# Brit living in Maine USA



## northwesten (Apr 28, 2012)

Hi my name is Peter and I live in the state of Maine USA. I am a British guy who has moved to the USA in 2008 and been here since. (so Far) 

Anyhow I have been riding since 1994. I started off at a private yard of show jumpers. Since then I been to College in horse studies but then joined the British Army (King's Troop RHA) I been in the army for seven and half years and enjoyed most of it but left as the army was not changing for the good. 

Since I have been to the US I have had a hard time to find easy access to horses and a good barn to ride and get to know people. Sadly living in Maine a lot of barns are far away and with the gas prices... yer not happening. 

Though I have been making friends with a couple who does endurance and been having a blast so far and longest point is 20 miles. Next week I be riding 30 miles and I may take this new sport on. I want to get into Eventing hard but until I can deal with thing on day to day life I keep on riding everyone else horses. 

PS
I will warn you I tend not to be good on grammar and spelling. So don't be hard on me. dyslexia is my enemy. 

Anyhow here my few pics








old pic jumping in Windsor horse show (Military classes)









Yes I need to get some more recent pics asap


----------



## JanetsPaintedRayne (Apr 28, 2012)

Welcome!


----------



## tinyliny (Oct 31, 2009)

Welcome, Peter. 

I am glad to hear that you are reaching out to meet other horse peoples. From the looks of that Arab, you've met some quality equine friends.

I spell very well and have very good grammar, but am a terrible typist, so make lots of mistakes and am too lazy to corret them . So, welcome.


----------



## HorseLovinLady (Jul 18, 2011)

Welcome to the forum Peter!


----------



## Country Woman (Dec 14, 2011)

Welcome to the forum Peter 
your horse is very handsome


----------



## northwesten (Apr 28, 2012)

tinyliny said:


> Welcome, Peter.
> 
> I am glad to hear that you are reaching out to meet other horse peoples. From the looks of that Arab, you've met some quality equine friends.
> 
> I spell very well and have very good grammar, but am a terrible typist, so make lots of mistakes and am too lazy to corret them . So, welcome.


Thanks guys! 

Yes Cindy who I ride with has 5 and they are very good horses. They are chaps on some endurance comps. In what I don't remember at the moment.


----------



## csimkunas6 (Apr 18, 2010)

Welcome to the forum!
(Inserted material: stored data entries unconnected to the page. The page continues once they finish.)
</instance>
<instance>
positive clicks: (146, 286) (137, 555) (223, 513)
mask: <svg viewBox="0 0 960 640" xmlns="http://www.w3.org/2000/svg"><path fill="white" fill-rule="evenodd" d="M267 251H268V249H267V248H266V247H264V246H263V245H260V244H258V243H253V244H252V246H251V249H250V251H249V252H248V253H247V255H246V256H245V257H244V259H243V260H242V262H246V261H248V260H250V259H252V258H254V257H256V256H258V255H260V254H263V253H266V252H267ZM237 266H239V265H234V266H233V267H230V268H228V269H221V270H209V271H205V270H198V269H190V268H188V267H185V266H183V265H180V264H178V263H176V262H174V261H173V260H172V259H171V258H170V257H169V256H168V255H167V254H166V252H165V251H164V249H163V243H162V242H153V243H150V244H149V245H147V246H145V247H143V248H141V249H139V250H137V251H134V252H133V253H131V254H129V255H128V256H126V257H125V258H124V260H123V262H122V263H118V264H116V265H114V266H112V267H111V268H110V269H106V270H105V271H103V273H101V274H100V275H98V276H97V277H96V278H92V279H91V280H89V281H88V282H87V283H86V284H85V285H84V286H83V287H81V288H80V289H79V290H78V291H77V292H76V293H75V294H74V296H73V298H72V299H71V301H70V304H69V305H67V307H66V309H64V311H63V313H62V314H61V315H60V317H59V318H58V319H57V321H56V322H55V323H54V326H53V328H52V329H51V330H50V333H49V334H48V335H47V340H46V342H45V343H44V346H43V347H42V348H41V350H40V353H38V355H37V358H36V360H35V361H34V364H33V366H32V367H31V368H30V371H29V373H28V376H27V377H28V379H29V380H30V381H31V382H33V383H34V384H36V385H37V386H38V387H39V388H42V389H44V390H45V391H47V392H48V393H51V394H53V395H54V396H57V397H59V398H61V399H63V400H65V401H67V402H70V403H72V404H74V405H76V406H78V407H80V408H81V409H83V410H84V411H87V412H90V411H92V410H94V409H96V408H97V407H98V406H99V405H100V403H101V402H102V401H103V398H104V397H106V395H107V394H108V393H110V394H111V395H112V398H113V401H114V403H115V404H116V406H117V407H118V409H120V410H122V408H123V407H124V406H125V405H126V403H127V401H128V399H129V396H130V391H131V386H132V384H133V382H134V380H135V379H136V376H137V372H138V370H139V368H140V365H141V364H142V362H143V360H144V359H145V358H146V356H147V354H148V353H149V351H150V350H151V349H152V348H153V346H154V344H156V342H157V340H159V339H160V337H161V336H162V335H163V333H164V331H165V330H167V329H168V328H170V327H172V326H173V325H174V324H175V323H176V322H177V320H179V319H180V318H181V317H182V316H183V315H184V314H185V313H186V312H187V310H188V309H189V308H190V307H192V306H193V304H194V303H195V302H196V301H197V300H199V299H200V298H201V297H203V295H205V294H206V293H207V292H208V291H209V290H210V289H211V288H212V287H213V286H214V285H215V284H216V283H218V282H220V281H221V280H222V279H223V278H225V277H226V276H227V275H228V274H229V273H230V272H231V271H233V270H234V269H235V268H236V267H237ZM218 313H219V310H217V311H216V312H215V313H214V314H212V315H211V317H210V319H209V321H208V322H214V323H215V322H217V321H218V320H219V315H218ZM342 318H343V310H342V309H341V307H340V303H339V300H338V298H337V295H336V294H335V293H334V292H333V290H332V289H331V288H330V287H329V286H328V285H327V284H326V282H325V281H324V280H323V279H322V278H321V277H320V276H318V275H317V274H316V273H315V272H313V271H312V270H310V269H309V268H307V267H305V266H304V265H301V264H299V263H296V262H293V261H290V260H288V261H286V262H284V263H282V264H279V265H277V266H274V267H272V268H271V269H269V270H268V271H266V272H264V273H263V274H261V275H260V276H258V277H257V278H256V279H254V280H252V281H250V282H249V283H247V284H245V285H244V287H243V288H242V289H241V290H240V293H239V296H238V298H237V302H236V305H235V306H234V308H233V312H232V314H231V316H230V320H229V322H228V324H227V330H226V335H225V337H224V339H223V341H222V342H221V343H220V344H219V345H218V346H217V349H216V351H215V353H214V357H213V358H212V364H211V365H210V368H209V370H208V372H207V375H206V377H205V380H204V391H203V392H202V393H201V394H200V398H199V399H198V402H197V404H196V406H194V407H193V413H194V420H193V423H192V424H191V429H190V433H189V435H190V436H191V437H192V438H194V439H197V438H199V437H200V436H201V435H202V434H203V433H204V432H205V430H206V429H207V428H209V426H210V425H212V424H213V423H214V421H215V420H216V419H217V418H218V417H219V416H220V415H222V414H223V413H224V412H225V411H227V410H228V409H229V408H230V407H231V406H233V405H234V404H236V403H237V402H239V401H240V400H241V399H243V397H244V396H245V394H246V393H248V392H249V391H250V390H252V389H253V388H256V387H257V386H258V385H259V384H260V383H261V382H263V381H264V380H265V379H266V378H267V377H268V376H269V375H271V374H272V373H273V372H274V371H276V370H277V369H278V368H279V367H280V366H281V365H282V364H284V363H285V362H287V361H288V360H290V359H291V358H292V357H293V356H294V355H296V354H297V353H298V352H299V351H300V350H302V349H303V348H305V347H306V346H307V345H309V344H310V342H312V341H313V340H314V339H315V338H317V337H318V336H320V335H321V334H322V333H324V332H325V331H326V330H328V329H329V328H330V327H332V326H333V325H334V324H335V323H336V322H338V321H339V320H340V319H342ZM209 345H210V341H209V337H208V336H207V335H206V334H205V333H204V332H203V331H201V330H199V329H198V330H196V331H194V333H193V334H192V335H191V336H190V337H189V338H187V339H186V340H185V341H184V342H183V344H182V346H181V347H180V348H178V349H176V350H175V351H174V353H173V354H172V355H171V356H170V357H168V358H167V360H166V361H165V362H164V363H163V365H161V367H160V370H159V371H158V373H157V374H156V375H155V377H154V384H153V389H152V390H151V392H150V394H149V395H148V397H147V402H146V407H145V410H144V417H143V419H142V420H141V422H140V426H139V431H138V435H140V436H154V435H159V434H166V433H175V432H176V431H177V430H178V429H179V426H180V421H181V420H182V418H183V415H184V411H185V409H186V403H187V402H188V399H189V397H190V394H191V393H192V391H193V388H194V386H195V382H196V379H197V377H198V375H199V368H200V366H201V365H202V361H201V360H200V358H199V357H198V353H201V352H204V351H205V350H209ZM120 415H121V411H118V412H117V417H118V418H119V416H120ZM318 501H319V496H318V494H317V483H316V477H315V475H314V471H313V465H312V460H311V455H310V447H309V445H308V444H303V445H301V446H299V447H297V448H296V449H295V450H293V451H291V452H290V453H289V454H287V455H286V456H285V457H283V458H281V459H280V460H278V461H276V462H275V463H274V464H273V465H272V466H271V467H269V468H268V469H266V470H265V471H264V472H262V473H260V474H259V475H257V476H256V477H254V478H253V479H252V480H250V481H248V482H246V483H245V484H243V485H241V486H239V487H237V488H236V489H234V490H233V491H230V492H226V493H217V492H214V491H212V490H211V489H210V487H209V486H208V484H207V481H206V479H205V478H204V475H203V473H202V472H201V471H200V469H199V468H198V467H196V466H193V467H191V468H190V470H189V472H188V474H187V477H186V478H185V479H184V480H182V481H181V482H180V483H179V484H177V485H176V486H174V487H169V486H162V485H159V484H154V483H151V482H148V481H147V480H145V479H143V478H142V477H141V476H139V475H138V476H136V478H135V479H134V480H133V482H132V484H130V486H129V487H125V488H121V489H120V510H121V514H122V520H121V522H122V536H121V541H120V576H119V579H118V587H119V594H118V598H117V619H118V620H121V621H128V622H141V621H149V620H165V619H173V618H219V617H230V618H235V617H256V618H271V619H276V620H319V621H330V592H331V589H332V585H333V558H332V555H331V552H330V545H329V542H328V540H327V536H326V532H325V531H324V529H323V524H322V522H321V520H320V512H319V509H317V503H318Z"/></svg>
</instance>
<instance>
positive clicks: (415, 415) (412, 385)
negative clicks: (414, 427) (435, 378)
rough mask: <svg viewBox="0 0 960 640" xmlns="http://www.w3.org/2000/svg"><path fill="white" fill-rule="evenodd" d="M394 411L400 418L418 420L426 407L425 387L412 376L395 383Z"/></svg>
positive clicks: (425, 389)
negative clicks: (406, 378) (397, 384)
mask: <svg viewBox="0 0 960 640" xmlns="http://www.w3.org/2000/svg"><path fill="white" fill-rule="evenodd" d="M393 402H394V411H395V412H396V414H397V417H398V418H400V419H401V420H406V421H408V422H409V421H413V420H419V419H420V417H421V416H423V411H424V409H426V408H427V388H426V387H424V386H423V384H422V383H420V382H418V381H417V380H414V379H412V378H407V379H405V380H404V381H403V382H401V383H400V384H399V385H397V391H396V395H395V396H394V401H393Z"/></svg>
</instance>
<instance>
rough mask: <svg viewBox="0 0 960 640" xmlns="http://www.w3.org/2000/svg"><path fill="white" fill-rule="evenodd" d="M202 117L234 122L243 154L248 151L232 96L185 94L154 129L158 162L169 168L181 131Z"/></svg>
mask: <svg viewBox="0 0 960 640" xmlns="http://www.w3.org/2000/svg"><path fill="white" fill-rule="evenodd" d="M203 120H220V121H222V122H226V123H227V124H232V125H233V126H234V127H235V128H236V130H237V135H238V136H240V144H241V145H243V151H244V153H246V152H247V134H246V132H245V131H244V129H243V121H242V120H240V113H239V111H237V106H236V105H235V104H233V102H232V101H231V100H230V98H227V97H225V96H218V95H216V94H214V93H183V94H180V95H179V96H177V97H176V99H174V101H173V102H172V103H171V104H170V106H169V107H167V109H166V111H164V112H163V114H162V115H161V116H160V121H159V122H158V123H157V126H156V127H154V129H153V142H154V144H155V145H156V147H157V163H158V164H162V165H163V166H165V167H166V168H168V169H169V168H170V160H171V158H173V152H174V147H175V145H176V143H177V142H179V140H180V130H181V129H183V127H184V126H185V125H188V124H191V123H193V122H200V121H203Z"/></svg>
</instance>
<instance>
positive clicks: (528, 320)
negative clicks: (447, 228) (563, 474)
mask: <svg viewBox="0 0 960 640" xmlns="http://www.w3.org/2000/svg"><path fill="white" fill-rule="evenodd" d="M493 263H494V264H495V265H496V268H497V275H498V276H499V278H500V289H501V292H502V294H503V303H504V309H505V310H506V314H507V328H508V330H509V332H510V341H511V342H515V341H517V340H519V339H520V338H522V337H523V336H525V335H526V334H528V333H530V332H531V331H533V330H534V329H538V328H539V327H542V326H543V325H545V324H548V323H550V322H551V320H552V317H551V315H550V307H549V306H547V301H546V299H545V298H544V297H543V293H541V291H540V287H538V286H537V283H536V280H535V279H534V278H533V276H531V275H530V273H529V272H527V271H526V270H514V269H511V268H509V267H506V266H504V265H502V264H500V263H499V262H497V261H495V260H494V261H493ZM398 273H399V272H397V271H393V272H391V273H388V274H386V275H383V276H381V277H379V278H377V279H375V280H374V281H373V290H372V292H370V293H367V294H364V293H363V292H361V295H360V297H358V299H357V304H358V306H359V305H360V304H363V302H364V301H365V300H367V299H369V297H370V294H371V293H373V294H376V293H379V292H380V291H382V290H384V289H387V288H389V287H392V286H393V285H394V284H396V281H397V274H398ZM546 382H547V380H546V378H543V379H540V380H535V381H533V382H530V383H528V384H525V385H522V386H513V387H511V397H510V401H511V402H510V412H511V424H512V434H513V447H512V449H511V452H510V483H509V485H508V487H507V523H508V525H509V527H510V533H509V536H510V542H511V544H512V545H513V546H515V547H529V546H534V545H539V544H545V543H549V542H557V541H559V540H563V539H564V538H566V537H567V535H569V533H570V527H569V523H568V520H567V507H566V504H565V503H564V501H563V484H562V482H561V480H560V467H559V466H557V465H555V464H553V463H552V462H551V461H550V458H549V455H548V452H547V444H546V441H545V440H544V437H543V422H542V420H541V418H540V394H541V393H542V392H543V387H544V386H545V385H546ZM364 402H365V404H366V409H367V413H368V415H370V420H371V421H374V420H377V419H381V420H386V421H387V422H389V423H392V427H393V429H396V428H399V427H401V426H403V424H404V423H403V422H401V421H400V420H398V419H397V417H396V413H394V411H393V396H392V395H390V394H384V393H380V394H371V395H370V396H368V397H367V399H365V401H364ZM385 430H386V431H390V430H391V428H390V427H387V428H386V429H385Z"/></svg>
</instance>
I had a summer house in Maine, beautiful state!


----------



## TimberRidgeRanch (Mar 6, 2012)

Welcome to the forum and the neighborhood ( Northeast ) I am in the state beside you good ol NH. As you get out and meet new people through trail riding, the more farms you will see that are out there. Alot of farms in Maine dont really advertise much. I hope you got to see alot of areas in Maine, its a beautiful state to live in.

TRR


----------



## Skyseternalangel (Jul 23, 2011)

Yes you do, more recent pictures are a must :wink:

Welcome to the horse forum  Hope you like America so far. I used to live in the Suffolk region for 12 years then moved to CO.. now I'm in New Zealand. Haha


----------



## northwesten (Apr 28, 2012)

Skyseternalangel said:


> Yes you do, more recent pictures are a must :wink:
> 
> Welcome to the horse forum  Hope you like America so far. I used to live in the Suffolk region for 12 years then moved to CO.. now I'm in New Zealand. Haha


NZ  jealous! and well not really been fun since I got here when the market was on fire. Been pretty rough going ever since but now I working for a big corporation I am all fine for now. Just wish the tickets to the UK wasn't a major rip off


----------



## Jake and Dai (Aug 15, 2008)

Welcome to the forum Peter!

I had the opportunity to see a military class at last years Royal Windsor Show. The parade in past the royal box (yes the Queen and Prince Philip were there!) was an amazing sight to behold!


----------



## Skyseternalangel (Jul 23, 2011)

northwesten said:


> NZ  jealous! and well not really been fun since I got here when the market was on fire. Been pretty rough going ever since but now I working for a big corporation I am all fine for now. Just wish the tickets to the UK wasn't a major rip off


Yeah that's gotta be a bummer! NZ is amazing; gotta experience it one day mate!


----------



## northwesten (Apr 28, 2012)

Skyseternalangel said:


> Yeah that's gotta be a bummer! NZ is amazing; gotta experience it one day mate!


I know well kinda but one lass in NZ and well it's a pain to talk with her when it comes to time zones. Also seasons confuse me ****. 

Anyhow NZ and china is the two place I want to visit before I get really old.


----------



## mildot (Oct 18, 2011)

Welcome aboard, trooper.


----------